R v IMMIGRATION APPEAL TRIBUNAL
ex parte TEWFIK BOUKHELAL

CO/3542/96 25 October 1996 Queen's Bench Division: Laws J Political asylum-appeal dismissed-leave to appeal to Tribunal refused factual error by adjudicator-not apparent from determination-no reference to error in grounds put to Tribunal-whether Tribunal had obligation to search papers to identify, factual error-whether judicial review appropriate. The applicant for leave to move for judicial review was a citizen of Algeria. He had been refused asylum by the Secretary of State. His appeal was dismissed by a special adjudicator. The Tribunal refused leave to appeal. Counsel submitted that the special adjudicator had failed to consider the applicant as a member of a social group. He had also made a fundamental factual error in his account of the applicant's relevant history.

Held:

1. Albeit the special adjudicator had not referred specifically to a social group he had dealt fully with the case on the merits.

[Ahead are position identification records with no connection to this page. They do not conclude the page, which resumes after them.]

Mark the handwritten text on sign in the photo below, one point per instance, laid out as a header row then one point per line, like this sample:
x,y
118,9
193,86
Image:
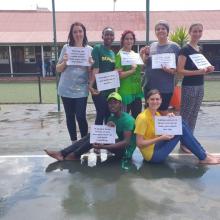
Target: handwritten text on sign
x,y
165,59
107,80
130,58
102,134
200,61
78,56
168,125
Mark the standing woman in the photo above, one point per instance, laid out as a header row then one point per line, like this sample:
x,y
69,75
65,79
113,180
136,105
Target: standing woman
x,y
130,76
104,61
193,81
163,78
73,84
156,148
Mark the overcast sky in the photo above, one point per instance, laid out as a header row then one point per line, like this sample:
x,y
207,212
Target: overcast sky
x,y
107,5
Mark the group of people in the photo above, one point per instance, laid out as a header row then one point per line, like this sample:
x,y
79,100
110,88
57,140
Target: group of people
x,y
113,108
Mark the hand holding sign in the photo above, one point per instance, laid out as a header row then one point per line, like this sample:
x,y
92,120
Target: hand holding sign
x,y
200,61
102,134
166,125
80,56
167,60
107,80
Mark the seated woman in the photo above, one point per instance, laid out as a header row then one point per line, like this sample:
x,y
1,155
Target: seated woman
x,y
157,148
125,144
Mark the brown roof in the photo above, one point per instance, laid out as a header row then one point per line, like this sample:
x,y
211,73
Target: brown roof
x,y
36,26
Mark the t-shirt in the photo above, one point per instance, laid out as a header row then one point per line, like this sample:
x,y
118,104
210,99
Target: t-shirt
x,y
145,126
125,123
74,80
189,65
104,59
130,85
158,78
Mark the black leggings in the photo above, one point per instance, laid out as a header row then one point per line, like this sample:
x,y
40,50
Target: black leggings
x,y
75,108
101,106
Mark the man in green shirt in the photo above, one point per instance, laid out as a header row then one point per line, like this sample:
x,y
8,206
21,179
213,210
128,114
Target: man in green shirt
x,y
125,144
104,61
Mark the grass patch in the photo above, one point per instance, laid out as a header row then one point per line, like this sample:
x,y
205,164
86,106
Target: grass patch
x,y
20,92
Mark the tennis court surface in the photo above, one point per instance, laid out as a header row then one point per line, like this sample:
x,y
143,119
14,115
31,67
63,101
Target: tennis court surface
x,y
34,186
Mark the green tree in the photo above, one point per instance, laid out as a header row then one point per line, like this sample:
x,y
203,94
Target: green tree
x,y
180,36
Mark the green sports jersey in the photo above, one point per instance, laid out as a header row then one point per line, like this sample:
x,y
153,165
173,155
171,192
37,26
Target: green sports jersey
x,y
125,123
104,59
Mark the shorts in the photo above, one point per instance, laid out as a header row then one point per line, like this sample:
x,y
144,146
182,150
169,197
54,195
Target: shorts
x,y
166,97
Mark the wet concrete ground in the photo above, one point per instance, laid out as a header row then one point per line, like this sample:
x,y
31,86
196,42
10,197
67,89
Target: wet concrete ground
x,y
33,186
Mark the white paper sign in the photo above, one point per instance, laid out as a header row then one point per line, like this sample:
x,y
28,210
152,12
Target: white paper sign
x,y
200,61
168,125
107,80
130,58
164,59
78,56
102,134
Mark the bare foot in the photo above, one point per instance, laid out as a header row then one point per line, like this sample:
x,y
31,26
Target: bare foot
x,y
70,157
185,149
210,159
55,154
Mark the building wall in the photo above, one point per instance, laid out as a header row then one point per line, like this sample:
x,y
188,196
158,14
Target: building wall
x,y
28,59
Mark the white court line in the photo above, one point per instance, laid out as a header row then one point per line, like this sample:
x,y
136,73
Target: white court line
x,y
34,156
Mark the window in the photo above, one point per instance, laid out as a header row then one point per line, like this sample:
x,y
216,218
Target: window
x,y
4,55
29,55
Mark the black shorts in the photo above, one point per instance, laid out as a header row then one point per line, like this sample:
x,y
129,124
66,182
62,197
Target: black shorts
x,y
166,97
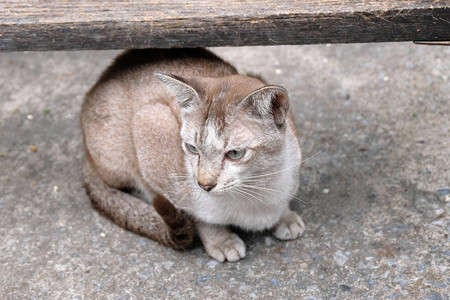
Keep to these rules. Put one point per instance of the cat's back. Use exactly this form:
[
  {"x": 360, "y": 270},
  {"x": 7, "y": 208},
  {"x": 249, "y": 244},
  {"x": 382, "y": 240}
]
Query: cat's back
[
  {"x": 128, "y": 104},
  {"x": 140, "y": 63},
  {"x": 129, "y": 83}
]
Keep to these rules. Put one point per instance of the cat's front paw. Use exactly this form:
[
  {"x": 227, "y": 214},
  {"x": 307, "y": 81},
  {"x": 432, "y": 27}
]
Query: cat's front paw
[
  {"x": 226, "y": 246},
  {"x": 289, "y": 227}
]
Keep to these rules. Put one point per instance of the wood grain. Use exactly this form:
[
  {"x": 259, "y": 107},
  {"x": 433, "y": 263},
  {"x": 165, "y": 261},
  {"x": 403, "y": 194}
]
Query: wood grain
[{"x": 84, "y": 24}]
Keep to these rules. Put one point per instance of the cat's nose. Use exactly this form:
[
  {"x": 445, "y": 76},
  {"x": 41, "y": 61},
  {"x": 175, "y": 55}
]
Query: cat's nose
[{"x": 207, "y": 187}]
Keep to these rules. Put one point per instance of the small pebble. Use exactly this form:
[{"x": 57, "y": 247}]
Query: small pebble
[
  {"x": 274, "y": 281},
  {"x": 443, "y": 192},
  {"x": 345, "y": 288},
  {"x": 434, "y": 296}
]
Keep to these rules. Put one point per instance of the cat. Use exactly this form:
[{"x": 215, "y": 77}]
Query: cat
[{"x": 179, "y": 144}]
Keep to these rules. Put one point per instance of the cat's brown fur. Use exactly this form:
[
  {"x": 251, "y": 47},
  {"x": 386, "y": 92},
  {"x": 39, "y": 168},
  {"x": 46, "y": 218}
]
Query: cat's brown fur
[{"x": 137, "y": 121}]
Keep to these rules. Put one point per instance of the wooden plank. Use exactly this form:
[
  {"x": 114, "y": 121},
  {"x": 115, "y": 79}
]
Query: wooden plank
[{"x": 101, "y": 24}]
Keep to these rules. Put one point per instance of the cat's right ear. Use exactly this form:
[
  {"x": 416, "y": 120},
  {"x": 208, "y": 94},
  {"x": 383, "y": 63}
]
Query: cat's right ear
[{"x": 185, "y": 94}]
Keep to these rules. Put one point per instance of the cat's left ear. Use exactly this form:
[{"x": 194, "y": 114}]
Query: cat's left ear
[
  {"x": 184, "y": 93},
  {"x": 268, "y": 101}
]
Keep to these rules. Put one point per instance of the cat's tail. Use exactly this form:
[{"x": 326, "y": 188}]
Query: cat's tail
[{"x": 161, "y": 222}]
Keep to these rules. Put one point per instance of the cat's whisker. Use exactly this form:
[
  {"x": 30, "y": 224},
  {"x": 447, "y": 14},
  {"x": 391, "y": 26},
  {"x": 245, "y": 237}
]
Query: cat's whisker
[
  {"x": 313, "y": 156},
  {"x": 250, "y": 194},
  {"x": 275, "y": 192},
  {"x": 272, "y": 173}
]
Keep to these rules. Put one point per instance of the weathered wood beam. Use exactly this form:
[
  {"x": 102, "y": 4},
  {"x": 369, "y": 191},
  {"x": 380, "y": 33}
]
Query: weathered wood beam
[{"x": 84, "y": 24}]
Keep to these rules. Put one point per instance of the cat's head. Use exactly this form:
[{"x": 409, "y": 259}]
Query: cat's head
[{"x": 233, "y": 128}]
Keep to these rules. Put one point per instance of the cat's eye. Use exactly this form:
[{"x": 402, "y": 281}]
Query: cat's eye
[
  {"x": 192, "y": 149},
  {"x": 235, "y": 154}
]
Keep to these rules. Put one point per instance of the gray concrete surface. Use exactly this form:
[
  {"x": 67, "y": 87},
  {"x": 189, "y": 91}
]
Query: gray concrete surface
[{"x": 374, "y": 122}]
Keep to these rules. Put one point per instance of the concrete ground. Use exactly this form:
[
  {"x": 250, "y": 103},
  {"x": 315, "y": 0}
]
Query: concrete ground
[{"x": 374, "y": 122}]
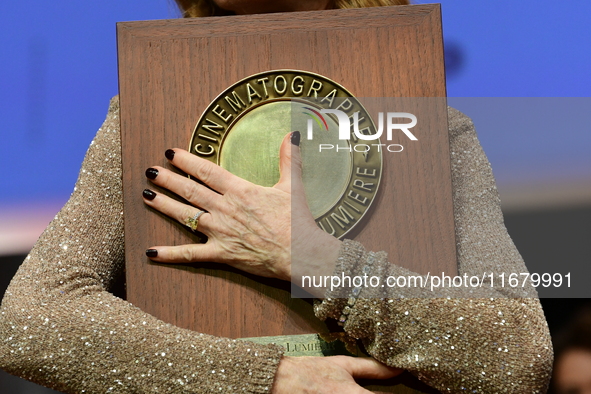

2. The special adjudicator's error of fact had not been brought to the attention of the Tribunal in grounds put to it. To discover it the Tribunal would have been obliged to scrutinise the interview notes as well as the determination, and it was not Wednesbury unreasonable for them not to have done so.

3. It was very important that appellants taking a case to the Tribunal should identify the basis on which they asserted that the adjudicator had erred. Where it was asserted that there was an error of fact it was particularly important that the point should be identified.

Miss R Chapman for the applicant

A Underwood for the respondent

Case referred to in the judgment:

R v Immigration Appeal Tribunal ex part Mustafa Arslan [1997] Imm AR 63.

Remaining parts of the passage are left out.